Day 363 - Pink, a 'girl' colour


Learning from others' writings about their relationships to specific colours, I wanted to write again my relationship to colours, too.

So, what I've always thought in terms of choosing colours for a newborn baby, and whether it's a girl or boy - my thinking (and noticing/knowing) was that for a girl, a pink colour of clothing would be preferred. And for a boy, a blue colour of clothing. No doubt, that is what I've learn from seeing babies. I mean, obviously parents will dress their babies in all different colours, red, purple, green, but 'commonly' I've seen babies with either pink clothing to signify that they are female, or blue clothing to signify they are male.

And because of that common practice within blue/pink colouring, I still have this thinking pattern that pink = a girl's colour and blue = a boy's colour. But obviously those are not 'set in stone' colours. And it does NOT mean a boy cannot where pink clothing (or a man), and same goes for girls, it doesn't mean a girl can't wear blue clothing, and it doesn't mean a woman can't wear blue clothing. But yes...especially for babies, that's what I've seen/experienced.

I forgive myself that I've accepted and allowed myself to define the colour of pink as a 'girl's colour'.

I forgive myself that I've accepted and allowed myself to thus see it as 'abnormal' for a boy to wear pink.
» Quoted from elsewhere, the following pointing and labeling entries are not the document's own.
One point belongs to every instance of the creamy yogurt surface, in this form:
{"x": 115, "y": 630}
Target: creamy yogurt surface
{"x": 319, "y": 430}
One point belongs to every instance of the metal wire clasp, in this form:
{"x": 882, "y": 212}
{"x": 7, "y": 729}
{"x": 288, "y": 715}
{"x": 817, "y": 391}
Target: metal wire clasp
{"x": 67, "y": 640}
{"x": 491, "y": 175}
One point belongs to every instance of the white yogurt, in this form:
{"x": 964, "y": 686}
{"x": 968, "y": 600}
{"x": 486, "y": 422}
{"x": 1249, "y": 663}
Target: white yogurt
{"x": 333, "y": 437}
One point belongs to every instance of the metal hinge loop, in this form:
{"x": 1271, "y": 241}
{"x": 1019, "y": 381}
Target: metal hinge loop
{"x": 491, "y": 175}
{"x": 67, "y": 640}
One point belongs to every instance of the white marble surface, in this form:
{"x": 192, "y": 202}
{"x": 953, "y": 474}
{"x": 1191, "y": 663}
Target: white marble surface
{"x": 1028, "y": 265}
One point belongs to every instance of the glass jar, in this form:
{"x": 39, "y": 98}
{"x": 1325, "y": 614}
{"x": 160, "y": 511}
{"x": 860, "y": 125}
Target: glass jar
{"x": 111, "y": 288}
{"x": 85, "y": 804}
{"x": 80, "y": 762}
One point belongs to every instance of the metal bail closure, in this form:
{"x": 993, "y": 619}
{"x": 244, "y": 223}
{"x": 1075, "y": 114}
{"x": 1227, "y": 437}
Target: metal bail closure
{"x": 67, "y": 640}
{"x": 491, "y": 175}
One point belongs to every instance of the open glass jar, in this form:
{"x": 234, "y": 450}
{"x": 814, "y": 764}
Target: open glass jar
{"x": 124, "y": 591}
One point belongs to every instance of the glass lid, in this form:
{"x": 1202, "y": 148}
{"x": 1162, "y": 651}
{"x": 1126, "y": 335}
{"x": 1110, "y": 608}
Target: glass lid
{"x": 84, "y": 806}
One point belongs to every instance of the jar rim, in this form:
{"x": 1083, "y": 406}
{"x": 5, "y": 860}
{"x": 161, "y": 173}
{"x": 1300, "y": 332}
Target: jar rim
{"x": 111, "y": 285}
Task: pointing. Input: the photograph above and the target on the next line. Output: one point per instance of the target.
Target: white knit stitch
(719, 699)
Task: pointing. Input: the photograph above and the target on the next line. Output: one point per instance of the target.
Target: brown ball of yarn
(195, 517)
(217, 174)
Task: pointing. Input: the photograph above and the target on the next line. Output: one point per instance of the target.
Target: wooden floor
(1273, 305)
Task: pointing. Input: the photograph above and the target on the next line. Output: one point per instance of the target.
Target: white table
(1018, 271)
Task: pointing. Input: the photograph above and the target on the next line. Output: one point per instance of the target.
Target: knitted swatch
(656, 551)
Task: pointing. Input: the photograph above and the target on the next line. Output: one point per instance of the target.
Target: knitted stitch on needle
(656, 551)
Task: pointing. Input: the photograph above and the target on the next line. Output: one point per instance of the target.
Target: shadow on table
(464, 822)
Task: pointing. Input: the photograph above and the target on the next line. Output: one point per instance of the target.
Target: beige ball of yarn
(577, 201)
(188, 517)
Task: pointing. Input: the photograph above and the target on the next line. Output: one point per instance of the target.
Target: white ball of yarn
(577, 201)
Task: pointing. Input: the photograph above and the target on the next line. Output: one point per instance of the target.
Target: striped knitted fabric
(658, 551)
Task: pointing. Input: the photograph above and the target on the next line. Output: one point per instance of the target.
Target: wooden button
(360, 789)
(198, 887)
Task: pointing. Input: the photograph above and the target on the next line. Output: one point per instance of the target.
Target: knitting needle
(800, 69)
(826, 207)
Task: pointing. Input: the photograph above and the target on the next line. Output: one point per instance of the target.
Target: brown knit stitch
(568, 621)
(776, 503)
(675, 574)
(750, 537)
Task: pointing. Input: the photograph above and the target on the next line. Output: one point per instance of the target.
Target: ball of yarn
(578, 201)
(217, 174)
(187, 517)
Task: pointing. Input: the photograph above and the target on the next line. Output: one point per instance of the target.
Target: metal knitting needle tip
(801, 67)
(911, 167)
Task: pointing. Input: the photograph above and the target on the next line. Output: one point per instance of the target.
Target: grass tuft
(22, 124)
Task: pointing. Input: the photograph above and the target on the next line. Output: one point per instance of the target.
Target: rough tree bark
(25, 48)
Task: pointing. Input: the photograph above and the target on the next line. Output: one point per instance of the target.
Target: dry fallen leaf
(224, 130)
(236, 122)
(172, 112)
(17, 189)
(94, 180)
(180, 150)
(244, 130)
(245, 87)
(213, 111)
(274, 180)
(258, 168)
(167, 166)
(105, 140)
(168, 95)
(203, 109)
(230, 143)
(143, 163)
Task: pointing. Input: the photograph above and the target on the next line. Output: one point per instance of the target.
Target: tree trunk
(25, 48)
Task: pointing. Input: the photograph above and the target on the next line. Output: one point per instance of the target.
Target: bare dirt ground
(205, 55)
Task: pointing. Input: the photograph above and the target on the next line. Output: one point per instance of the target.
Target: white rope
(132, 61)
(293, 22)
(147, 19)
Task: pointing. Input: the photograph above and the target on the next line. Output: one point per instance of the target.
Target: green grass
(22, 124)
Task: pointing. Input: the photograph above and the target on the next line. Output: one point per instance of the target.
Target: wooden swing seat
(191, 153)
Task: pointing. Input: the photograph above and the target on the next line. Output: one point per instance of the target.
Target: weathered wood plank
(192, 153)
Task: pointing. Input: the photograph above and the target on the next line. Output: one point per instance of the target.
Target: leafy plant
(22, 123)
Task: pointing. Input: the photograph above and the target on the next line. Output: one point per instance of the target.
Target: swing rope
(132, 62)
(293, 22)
I forgive myself for accepting and allowing myself, through past experiences with colours and with colours of clothing that babies wear, only see outcomes from an extremely limited perspective of pink = girl and blue = boy.

I forgive myself for accepting and allowing myself to continue to participate within these past experiences whereas if I see a man wearing a pink shirt, I find it 'weird' and 'abnormal' because I continue to define the colour pink as 'meant' for females.
Within this, I forgive myself for accepting and allowing myself to define a male wearing a pink shirt as 'gay' - thinking that he must be gay, because he wears a pink shirt.

I forgive myself for accepting and allowing myself to define pink colours on a male as conclusive of him being gay.

When and as I see myself seeing it as abnormal for a male to wear pink clothing, I stop and breathe. I realise that only through past experiences, have I allowed myself to define myself within STRICT limitations of pink only being for females. I commit myself to see, realise and understand that pink is NOT limited to any gender/age/race - because no one person 'owns' a certain colour or should be 'expected' to wear a certain colour, that is LIMITATION.

When and as I see myself immediately jumping to the conclusion that a male that wears pink clothing must be gay, I stop and breathe. Again, I realise that because of past experiences in terms of tv viewing, billboards, advertising, I've come to see pink as a 'gay' colour that only gay men would actually wear. I commit myself to see, realise and understand that pink is UNIVERSAL, as are ALL colours - and I realise that no ONE colour defines a person, a person's sexual preferences, or a person in any way, shape or form.